The good news? We still have prospect stuff to talk about. Over at FanGraphs, it is prospect week, and the main attraction with anything like that is always going to be the top 100 list. FanGraphs published theirs Wednesday afternoon, though “top 100” is a bit of a misnomer. They actually ranked every prospect they see as having at least a 50 Future Value on the 20-80 scale, giving them a list of 114 prospects. Boston has three names on that list, which at first glance is disappointing, but all three prospects are in the 55 Future Value tier (a tier which ranges from 16 through 32). As always, we encourage you to click the link above to read the scouting reports alongside each player, of which we will make light note but not delve too deeply.
The list starts with Triston Casas making a return to the top of the Red Sox list. (FanGraphs hasn’t actually published their Red Sox organizational list quite yet, but he is the top among Sox prospects on this national list.) Casas has been number two on a whole lot of the national lists this winter, somewhat surprisingly, and has even made an appearance in the third spot. But here, the FanGraphs crew is clearly a big fan, putting him at the top of the FV 55 tier at number 16. He’s sandwiched between San Diego Padres infielder C.J. Abrams and St. Louis Cardinals third baseman Jordan Walker. They, correctly in my view, point out that it is Casas’s plate discipline that really makes him potentially a special hitter.
Not too far behind Casas is Marcelo Mayer, who is the highest ranked prospect from last summer’s draft class and comes in at number 19 overall. He’s sandwiched between San Francisco Giants shortstop Marco Luciano and Philadelphia Phillies right-handed pitcher Mick Abel. They rate Mayer’s hit tool as his best offensive tool and peg him as a potential future All-Star.
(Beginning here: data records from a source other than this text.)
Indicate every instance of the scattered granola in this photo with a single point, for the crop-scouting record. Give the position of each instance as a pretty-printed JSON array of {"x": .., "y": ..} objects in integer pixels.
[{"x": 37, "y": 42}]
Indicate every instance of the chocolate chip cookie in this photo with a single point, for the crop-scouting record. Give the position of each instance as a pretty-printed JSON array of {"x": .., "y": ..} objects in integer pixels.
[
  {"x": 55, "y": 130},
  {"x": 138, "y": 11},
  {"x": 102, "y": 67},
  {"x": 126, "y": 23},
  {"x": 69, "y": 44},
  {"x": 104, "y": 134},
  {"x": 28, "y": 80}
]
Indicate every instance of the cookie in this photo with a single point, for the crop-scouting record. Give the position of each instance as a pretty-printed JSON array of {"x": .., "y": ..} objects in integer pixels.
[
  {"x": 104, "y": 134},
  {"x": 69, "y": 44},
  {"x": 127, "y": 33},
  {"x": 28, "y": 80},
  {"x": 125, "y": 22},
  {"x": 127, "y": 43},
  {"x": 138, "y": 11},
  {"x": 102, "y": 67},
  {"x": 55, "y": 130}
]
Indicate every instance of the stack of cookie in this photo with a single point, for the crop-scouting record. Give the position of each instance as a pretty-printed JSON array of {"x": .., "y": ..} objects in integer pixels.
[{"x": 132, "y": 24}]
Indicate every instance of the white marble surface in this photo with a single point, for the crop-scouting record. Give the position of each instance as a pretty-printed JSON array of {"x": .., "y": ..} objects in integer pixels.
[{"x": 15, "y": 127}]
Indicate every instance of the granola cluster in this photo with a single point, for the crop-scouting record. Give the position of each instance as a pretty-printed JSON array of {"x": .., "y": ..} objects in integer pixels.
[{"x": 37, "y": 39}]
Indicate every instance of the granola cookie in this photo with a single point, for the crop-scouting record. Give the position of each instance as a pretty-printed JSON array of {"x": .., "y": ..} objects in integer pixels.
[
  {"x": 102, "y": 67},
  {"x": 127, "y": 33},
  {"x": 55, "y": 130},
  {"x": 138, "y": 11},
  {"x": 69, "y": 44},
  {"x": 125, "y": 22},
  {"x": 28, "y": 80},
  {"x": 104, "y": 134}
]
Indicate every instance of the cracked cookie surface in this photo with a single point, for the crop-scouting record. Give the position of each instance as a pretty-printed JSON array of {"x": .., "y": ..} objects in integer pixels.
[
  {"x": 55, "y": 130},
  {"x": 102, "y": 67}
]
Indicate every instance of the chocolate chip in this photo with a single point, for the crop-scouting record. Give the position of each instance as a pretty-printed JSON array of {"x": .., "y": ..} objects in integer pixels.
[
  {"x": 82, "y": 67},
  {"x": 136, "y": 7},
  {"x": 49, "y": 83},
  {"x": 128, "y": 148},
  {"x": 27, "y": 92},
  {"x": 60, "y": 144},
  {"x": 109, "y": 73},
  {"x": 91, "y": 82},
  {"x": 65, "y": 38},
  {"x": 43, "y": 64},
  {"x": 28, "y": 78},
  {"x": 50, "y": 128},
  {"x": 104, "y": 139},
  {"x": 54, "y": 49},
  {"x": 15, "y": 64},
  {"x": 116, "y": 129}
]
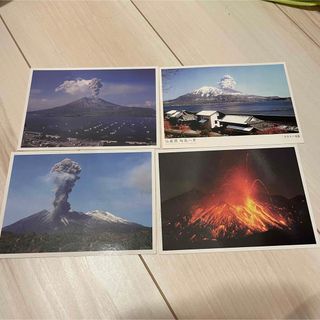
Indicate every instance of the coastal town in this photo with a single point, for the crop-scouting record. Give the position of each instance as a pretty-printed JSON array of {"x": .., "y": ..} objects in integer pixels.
[{"x": 210, "y": 123}]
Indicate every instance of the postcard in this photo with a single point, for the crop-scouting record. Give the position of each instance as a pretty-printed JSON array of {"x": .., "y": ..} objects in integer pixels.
[
  {"x": 78, "y": 203},
  {"x": 227, "y": 105},
  {"x": 234, "y": 199},
  {"x": 91, "y": 108}
]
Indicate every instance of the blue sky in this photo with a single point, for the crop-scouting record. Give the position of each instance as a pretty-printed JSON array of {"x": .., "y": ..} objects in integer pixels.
[
  {"x": 129, "y": 87},
  {"x": 119, "y": 183},
  {"x": 264, "y": 80}
]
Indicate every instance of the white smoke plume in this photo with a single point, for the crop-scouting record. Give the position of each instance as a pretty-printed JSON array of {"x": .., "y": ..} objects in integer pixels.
[
  {"x": 227, "y": 82},
  {"x": 95, "y": 85},
  {"x": 80, "y": 85},
  {"x": 65, "y": 174}
]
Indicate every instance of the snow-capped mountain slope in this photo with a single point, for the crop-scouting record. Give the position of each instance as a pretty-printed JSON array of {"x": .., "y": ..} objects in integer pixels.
[
  {"x": 72, "y": 221},
  {"x": 213, "y": 92},
  {"x": 207, "y": 91},
  {"x": 210, "y": 95},
  {"x": 106, "y": 216}
]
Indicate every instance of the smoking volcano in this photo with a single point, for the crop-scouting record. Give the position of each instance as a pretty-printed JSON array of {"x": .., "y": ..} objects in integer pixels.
[
  {"x": 62, "y": 229},
  {"x": 240, "y": 206},
  {"x": 65, "y": 174},
  {"x": 237, "y": 199}
]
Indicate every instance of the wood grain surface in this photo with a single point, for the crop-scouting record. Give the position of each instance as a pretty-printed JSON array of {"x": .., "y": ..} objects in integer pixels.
[{"x": 250, "y": 285}]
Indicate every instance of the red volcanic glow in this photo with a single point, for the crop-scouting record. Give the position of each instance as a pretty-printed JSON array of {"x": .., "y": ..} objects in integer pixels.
[{"x": 236, "y": 208}]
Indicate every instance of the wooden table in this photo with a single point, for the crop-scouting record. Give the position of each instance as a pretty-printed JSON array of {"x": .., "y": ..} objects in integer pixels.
[{"x": 268, "y": 284}]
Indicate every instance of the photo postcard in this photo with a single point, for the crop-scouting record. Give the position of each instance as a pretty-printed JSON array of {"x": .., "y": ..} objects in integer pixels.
[
  {"x": 233, "y": 199},
  {"x": 78, "y": 203},
  {"x": 91, "y": 108},
  {"x": 227, "y": 105}
]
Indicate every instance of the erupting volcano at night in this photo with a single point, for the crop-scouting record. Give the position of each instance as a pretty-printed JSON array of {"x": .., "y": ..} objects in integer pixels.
[
  {"x": 233, "y": 198},
  {"x": 236, "y": 208}
]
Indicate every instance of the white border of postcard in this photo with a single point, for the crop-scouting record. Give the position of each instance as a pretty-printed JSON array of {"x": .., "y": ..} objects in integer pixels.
[
  {"x": 232, "y": 249},
  {"x": 82, "y": 253},
  {"x": 204, "y": 142},
  {"x": 158, "y": 132}
]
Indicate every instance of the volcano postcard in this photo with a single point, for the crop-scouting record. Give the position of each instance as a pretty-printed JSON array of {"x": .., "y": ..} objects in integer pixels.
[
  {"x": 91, "y": 108},
  {"x": 235, "y": 199},
  {"x": 78, "y": 203},
  {"x": 227, "y": 105}
]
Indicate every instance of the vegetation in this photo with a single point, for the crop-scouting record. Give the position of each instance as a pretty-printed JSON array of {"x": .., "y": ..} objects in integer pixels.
[{"x": 72, "y": 242}]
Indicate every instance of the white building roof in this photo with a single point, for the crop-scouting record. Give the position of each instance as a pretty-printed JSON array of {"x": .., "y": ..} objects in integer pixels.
[
  {"x": 171, "y": 112},
  {"x": 207, "y": 113},
  {"x": 246, "y": 129},
  {"x": 236, "y": 119}
]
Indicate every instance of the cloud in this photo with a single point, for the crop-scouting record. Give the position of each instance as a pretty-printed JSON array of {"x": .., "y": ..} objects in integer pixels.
[
  {"x": 80, "y": 85},
  {"x": 140, "y": 177},
  {"x": 227, "y": 82},
  {"x": 149, "y": 103},
  {"x": 119, "y": 89},
  {"x": 35, "y": 91}
]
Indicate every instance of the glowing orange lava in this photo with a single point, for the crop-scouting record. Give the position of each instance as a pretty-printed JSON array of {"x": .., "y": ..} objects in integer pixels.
[{"x": 237, "y": 208}]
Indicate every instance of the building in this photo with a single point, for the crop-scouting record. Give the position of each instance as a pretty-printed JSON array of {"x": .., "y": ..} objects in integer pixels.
[
  {"x": 180, "y": 117},
  {"x": 239, "y": 123},
  {"x": 209, "y": 118}
]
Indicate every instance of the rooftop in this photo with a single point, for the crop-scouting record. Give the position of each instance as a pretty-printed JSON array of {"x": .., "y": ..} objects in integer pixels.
[{"x": 207, "y": 113}]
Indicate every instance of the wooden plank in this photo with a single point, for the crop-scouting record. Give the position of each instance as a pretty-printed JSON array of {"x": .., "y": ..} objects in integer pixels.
[
  {"x": 281, "y": 284},
  {"x": 13, "y": 83},
  {"x": 246, "y": 285},
  {"x": 84, "y": 34},
  {"x": 86, "y": 287},
  {"x": 306, "y": 19},
  {"x": 249, "y": 31}
]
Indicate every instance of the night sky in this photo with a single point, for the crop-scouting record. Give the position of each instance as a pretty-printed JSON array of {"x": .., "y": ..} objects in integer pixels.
[{"x": 181, "y": 172}]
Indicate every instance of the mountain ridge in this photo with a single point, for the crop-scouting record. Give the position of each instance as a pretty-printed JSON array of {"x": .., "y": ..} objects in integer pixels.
[
  {"x": 210, "y": 94},
  {"x": 45, "y": 221},
  {"x": 92, "y": 106}
]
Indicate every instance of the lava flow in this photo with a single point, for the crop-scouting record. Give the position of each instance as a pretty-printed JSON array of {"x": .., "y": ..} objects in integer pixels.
[{"x": 239, "y": 208}]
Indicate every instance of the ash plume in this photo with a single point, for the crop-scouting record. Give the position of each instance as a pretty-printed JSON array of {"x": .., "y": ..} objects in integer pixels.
[
  {"x": 65, "y": 174},
  {"x": 227, "y": 82},
  {"x": 95, "y": 85}
]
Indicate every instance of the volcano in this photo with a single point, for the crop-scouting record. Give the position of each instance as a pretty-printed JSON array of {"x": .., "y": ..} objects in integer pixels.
[
  {"x": 211, "y": 95},
  {"x": 238, "y": 211},
  {"x": 73, "y": 231},
  {"x": 93, "y": 106},
  {"x": 93, "y": 221}
]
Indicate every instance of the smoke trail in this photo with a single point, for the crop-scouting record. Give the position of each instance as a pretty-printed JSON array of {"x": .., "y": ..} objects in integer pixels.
[
  {"x": 227, "y": 82},
  {"x": 95, "y": 85},
  {"x": 65, "y": 174}
]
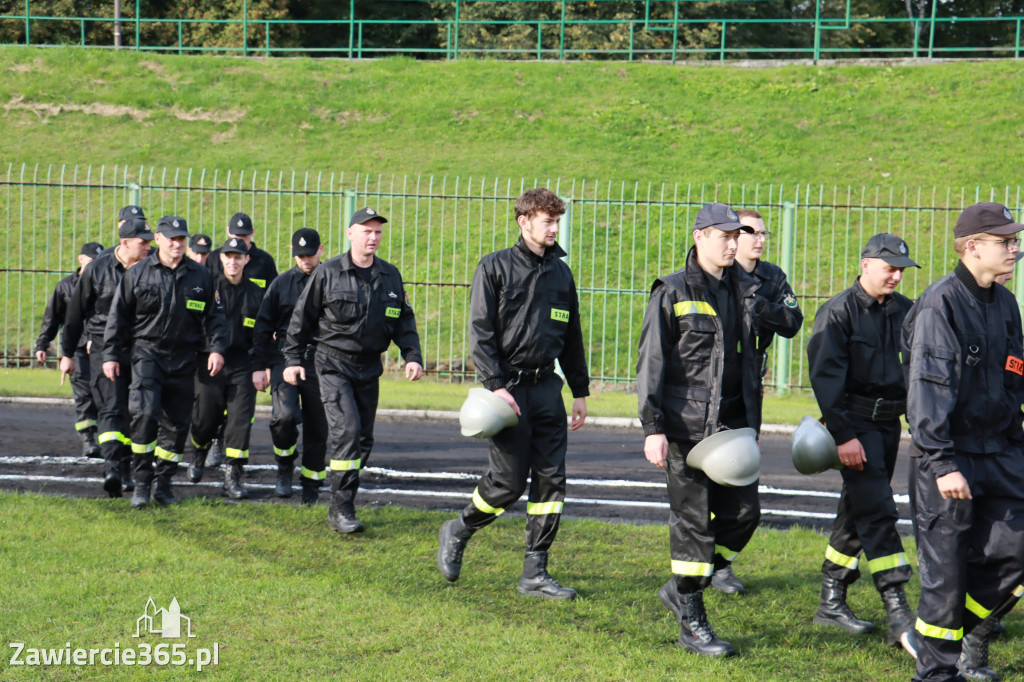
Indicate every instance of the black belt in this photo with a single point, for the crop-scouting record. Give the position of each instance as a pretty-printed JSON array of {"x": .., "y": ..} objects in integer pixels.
[{"x": 877, "y": 410}]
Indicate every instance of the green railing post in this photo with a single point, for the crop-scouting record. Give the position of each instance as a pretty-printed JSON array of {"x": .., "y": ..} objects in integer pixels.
[{"x": 785, "y": 262}]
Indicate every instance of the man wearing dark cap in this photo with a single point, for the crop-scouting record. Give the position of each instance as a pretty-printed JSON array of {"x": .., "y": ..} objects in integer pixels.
[
  {"x": 698, "y": 373},
  {"x": 854, "y": 366},
  {"x": 53, "y": 318},
  {"x": 199, "y": 248},
  {"x": 293, "y": 406},
  {"x": 964, "y": 354},
  {"x": 352, "y": 308},
  {"x": 165, "y": 312},
  {"x": 226, "y": 399},
  {"x": 86, "y": 318}
]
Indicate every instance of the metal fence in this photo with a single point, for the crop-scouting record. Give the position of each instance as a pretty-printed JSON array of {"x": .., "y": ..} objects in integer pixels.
[
  {"x": 780, "y": 31},
  {"x": 620, "y": 237}
]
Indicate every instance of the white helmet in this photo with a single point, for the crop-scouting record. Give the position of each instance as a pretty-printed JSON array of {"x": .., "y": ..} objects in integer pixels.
[
  {"x": 813, "y": 449},
  {"x": 728, "y": 458},
  {"x": 483, "y": 414}
]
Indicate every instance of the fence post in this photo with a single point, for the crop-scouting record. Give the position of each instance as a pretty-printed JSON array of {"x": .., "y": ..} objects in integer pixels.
[{"x": 785, "y": 262}]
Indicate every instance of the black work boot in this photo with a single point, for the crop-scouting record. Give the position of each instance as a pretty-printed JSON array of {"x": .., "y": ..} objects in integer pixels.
[
  {"x": 835, "y": 611},
  {"x": 285, "y": 470},
  {"x": 695, "y": 633},
  {"x": 232, "y": 481},
  {"x": 973, "y": 664},
  {"x": 451, "y": 544},
  {"x": 725, "y": 581},
  {"x": 536, "y": 582},
  {"x": 901, "y": 620}
]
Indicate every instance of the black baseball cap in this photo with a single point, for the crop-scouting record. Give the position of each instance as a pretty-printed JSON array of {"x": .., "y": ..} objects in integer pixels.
[
  {"x": 240, "y": 224},
  {"x": 172, "y": 225},
  {"x": 889, "y": 248},
  {"x": 200, "y": 244},
  {"x": 987, "y": 217},
  {"x": 135, "y": 226},
  {"x": 91, "y": 249},
  {"x": 235, "y": 245},
  {"x": 130, "y": 211},
  {"x": 366, "y": 215},
  {"x": 720, "y": 216},
  {"x": 305, "y": 242}
]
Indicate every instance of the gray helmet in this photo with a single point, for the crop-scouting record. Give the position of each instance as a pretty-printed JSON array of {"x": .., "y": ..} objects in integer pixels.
[
  {"x": 728, "y": 458},
  {"x": 483, "y": 414},
  {"x": 813, "y": 448}
]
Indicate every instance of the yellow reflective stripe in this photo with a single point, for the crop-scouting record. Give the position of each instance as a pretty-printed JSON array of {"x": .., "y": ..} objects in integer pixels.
[
  {"x": 842, "y": 559},
  {"x": 483, "y": 506},
  {"x": 167, "y": 455},
  {"x": 313, "y": 475},
  {"x": 726, "y": 553},
  {"x": 345, "y": 465},
  {"x": 887, "y": 562},
  {"x": 692, "y": 568},
  {"x": 693, "y": 308},
  {"x": 977, "y": 608},
  {"x": 544, "y": 508},
  {"x": 935, "y": 632}
]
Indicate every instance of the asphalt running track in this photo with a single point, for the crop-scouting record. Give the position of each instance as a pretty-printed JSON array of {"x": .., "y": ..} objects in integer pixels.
[{"x": 425, "y": 463}]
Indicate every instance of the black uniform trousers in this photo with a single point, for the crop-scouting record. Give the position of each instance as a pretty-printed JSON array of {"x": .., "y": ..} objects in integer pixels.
[
  {"x": 228, "y": 400},
  {"x": 866, "y": 516},
  {"x": 295, "y": 406},
  {"x": 970, "y": 553},
  {"x": 112, "y": 407},
  {"x": 708, "y": 522},
  {"x": 535, "y": 448},
  {"x": 160, "y": 401},
  {"x": 349, "y": 390}
]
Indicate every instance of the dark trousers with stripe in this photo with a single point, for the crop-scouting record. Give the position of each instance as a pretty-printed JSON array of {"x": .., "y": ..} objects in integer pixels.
[
  {"x": 866, "y": 516},
  {"x": 695, "y": 541},
  {"x": 970, "y": 552},
  {"x": 294, "y": 407},
  {"x": 535, "y": 448},
  {"x": 226, "y": 399},
  {"x": 112, "y": 413},
  {"x": 349, "y": 390}
]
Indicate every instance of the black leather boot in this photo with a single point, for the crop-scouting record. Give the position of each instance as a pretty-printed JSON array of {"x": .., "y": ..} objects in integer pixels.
[
  {"x": 451, "y": 544},
  {"x": 536, "y": 582},
  {"x": 835, "y": 611}
]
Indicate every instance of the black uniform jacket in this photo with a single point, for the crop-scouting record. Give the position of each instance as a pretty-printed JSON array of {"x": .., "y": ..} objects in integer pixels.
[
  {"x": 169, "y": 313},
  {"x": 965, "y": 360},
  {"x": 274, "y": 315},
  {"x": 854, "y": 348},
  {"x": 523, "y": 313},
  {"x": 679, "y": 371},
  {"x": 90, "y": 303},
  {"x": 260, "y": 269},
  {"x": 56, "y": 311},
  {"x": 339, "y": 311}
]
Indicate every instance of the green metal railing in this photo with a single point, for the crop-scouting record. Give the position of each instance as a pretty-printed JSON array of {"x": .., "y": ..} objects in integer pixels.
[
  {"x": 620, "y": 237},
  {"x": 647, "y": 37}
]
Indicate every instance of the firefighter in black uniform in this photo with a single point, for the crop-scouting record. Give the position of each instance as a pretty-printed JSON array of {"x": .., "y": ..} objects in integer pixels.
[
  {"x": 261, "y": 270},
  {"x": 698, "y": 372},
  {"x": 53, "y": 320},
  {"x": 166, "y": 312},
  {"x": 854, "y": 366},
  {"x": 87, "y": 313},
  {"x": 292, "y": 405},
  {"x": 964, "y": 352},
  {"x": 524, "y": 314},
  {"x": 226, "y": 399},
  {"x": 352, "y": 308}
]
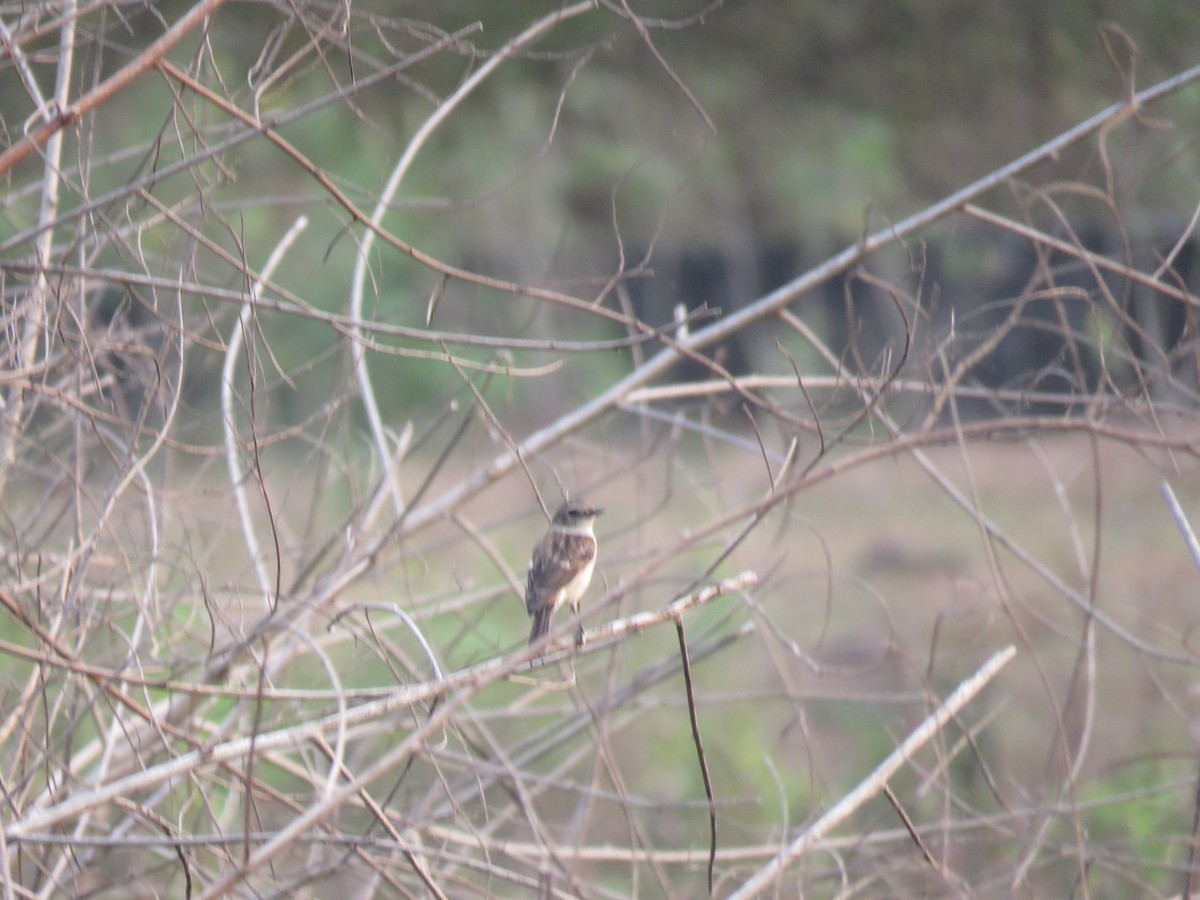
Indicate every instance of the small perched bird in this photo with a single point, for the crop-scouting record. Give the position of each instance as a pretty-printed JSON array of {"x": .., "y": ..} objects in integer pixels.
[{"x": 561, "y": 568}]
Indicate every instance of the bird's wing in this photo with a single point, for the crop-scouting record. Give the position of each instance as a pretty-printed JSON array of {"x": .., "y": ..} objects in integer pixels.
[{"x": 555, "y": 563}]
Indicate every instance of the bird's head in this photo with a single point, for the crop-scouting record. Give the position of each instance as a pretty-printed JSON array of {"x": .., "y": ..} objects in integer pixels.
[{"x": 576, "y": 514}]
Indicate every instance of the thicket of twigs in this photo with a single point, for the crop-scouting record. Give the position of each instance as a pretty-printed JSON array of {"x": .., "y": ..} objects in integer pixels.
[{"x": 264, "y": 531}]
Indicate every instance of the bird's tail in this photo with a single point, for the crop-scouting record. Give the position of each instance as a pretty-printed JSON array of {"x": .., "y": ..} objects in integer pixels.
[{"x": 540, "y": 624}]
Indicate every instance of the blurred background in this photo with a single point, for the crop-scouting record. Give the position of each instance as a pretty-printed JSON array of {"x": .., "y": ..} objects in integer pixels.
[{"x": 263, "y": 465}]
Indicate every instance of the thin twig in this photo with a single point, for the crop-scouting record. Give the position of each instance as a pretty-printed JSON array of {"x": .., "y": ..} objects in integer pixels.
[
  {"x": 694, "y": 718},
  {"x": 963, "y": 695}
]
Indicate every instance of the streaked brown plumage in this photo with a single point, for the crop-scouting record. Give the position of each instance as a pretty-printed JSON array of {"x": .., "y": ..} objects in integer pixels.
[{"x": 562, "y": 564}]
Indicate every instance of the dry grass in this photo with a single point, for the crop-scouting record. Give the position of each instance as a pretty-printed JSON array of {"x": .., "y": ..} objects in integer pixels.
[{"x": 262, "y": 562}]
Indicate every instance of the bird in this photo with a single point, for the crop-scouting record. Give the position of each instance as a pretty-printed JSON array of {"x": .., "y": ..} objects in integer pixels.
[{"x": 562, "y": 564}]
The final prospect to make this list was, of course, Nick Yorke, who made the biggest move among Red Sox prospects last summer. The surprise 2020 first round pick made good on that selection and now is ranked here as the number 29 prospect in the game. The second baseman is ranked Seattle Mariners right-handed pitcher George Kirby and Houston Astros shortstop Jeremy Peña. FanGraphs notes that his defense is still a question and he could be a 40 grade infielder (i.e. below-average), but that his bat is good enough to make up for that.
That there are only three among the top 114 prospects on this list is a bit disheartening, as on average there would be four for most teams in the league, and we have seen a fourth prospect on some of these lists whether it be Jarren Duran or Brayan Bello. That said, few teams are as well-represented in the top portion of the list, and I would guess that when the Red Sox list does come out both of those players will be 45 FV, right on the cusp of this list.